The principal objective of the clinician is to exclude pertussis and pneumonia, which is more likely caused by bacterial agents requiring antibiotic therapy. Absence of abnormality of vital signs (tachycardia, tachypnea, fever) and a normal physical examination of the chest reduce the likelihood of pneumonia.
Persistent or recurrent symptoms should lead the clinician to consider entities other than acute bronchitis. Many entities manifest with cough as a prominent symptom (Table 418.3 ).
Table 418.3
There is no specific therapy for acute bronchitis.
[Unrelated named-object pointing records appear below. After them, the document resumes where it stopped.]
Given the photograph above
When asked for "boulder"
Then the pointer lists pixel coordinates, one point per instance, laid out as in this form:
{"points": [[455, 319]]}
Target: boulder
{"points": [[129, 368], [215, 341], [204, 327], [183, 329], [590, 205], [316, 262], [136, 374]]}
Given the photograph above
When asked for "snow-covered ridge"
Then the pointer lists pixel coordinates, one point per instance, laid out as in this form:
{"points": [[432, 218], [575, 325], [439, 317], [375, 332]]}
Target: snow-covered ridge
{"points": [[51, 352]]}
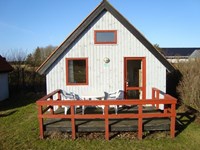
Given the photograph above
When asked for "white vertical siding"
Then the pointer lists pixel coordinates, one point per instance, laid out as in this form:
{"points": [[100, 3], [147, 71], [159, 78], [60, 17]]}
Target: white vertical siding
{"points": [[106, 77], [4, 93]]}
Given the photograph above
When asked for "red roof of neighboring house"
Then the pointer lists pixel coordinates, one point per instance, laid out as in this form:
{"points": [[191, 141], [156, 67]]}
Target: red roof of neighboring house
{"points": [[4, 65]]}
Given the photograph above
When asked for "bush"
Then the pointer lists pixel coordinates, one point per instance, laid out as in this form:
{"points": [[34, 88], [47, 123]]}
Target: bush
{"points": [[189, 85]]}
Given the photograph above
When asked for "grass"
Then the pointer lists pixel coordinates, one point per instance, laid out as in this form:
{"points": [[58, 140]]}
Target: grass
{"points": [[19, 130]]}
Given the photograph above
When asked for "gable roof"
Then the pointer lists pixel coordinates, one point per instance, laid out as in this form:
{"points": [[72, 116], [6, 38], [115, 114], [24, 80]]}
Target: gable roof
{"points": [[4, 65], [104, 5], [178, 51]]}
The disease is self-limited, and antibiotics, although often prescribed, do not hasten improvement. Frequent shifts in position can facilitate pulmonary drainage in infants. Older children are sometimes more comfortable with humidity, but this does not shorten the disease course. Cough suppressants can relieve symptoms but can also increase the risk of suppuration and inspissated secretions and therefore should be used judiciously. Antihistamines dry secretions and are not helpful; expectorants are likewise not indicated. Nonprescription cough and cold medicines should not be used in children younger than 4 yr of age, and their use is cautioned in children age 4-11 yr.
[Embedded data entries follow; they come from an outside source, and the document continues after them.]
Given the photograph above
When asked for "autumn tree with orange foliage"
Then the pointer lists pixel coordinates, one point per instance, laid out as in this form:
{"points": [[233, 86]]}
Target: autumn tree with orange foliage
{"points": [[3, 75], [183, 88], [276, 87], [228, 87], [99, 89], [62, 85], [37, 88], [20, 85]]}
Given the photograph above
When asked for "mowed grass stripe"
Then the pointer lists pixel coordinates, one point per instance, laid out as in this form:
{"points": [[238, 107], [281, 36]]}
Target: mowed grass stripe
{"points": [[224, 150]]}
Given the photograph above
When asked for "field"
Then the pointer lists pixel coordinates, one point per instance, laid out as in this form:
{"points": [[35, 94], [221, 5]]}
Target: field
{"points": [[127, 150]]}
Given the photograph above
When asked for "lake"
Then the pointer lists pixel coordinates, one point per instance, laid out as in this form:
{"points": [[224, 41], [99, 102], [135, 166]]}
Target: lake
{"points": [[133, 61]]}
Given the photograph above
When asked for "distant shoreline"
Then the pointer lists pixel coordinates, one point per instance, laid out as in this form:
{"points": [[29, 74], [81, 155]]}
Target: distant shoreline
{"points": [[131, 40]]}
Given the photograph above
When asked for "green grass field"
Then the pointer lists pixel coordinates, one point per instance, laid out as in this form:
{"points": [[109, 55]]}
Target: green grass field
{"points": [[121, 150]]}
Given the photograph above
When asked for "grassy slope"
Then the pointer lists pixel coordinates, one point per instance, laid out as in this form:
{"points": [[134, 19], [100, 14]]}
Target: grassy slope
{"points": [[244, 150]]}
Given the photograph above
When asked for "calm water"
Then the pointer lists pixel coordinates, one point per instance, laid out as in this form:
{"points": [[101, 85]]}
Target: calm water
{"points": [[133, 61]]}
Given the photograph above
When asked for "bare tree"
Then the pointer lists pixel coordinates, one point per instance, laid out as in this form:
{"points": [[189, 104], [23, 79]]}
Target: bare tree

Chronic bronchitis is well recognized in adults, formally defined as 3 mo or longer of productive cough each year for 2 or more yr. The disease can develop insidiously, with episodes of acute obstruction alternating with quiescent periods. Some predisposing conditions can lead to progression of airflow obstruction or chronic obstructive pulmonary disease, with smoking as the major factor (up to 80% of patients have a smoking history). Other conditions include air pollution, occupational exposures, and repeated infections. In children, cystic fibrosis, bronchopulmonary dysplasia, and bronchiectasis must be ruled out.
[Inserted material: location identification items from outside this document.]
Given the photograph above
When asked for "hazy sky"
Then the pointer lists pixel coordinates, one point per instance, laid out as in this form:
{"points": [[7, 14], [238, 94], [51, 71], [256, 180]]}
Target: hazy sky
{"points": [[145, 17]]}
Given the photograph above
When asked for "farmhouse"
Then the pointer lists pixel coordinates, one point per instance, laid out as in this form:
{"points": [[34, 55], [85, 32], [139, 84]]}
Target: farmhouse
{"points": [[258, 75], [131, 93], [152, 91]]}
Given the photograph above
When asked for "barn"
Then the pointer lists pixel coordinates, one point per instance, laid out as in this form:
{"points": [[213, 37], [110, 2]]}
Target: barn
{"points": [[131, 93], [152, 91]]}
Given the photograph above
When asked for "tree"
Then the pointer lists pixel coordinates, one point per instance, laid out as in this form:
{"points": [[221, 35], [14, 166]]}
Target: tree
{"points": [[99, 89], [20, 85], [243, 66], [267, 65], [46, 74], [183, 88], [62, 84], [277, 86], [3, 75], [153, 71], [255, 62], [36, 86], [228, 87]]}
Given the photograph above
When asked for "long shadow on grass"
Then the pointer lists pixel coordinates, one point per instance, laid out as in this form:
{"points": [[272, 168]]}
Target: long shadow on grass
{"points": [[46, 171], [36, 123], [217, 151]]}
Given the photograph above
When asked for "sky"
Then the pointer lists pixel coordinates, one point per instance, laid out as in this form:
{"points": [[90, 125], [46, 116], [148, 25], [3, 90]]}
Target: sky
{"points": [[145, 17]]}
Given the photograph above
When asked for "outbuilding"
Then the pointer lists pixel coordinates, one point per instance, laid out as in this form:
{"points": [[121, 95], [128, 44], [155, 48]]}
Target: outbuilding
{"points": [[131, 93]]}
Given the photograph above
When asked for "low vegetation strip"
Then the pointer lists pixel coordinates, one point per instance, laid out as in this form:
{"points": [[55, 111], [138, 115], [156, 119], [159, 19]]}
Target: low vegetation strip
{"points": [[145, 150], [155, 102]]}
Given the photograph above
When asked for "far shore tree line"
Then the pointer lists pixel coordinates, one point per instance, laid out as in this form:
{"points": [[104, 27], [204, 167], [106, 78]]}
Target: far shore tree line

The applicability of this definition to children is unclear. The existence of chronic bronchitis as a distinct entity in children is controversial. Like adults, children with chronic inflammatory diseases or those with toxic exposures can develop damaged pulmonary epithelium. Thus chronic or recurring cough in children should lead the clinician to search for underlying pulmonary or systemic disorders (see Table 418.3 ). One proposed entity that shares characteristics with asthma and other forms of suppurative lung disease is persistent or protracted bacterial bronchitis. Protracted bacterial bronchitis is defined as a chronic (>3 wk) wet cough, characterized by bacterial counts of 104 colony-forming units/mL or greater from bronchoalveolar lavage and resolution of cough within 2 wk of treatment with antimicrobial therapy.
Exposure to environmental irritants, such as tobacco smoke and air pollution, can incite or aggravate cough. There is a well-established association between tobacco exposure and pulmonary disease, including bronchitis and wheezing. This can occur through cigarette smoking or by exposure to passive smoke. Marijuana smoke and inhalants are other irritants sometimes overlooked when eliciting a history.
A number of pollutants compromise lung development and likely precipitate lung disease, including particulate matter, ozone, acid vapor, and nitrogen dioxide. Proximity to motor vehicle traffic is an important source of these pollutants. Because these substances coexist in the atmosphere, the relative contribution of any one to pulmonary symptoms is difficult to discern.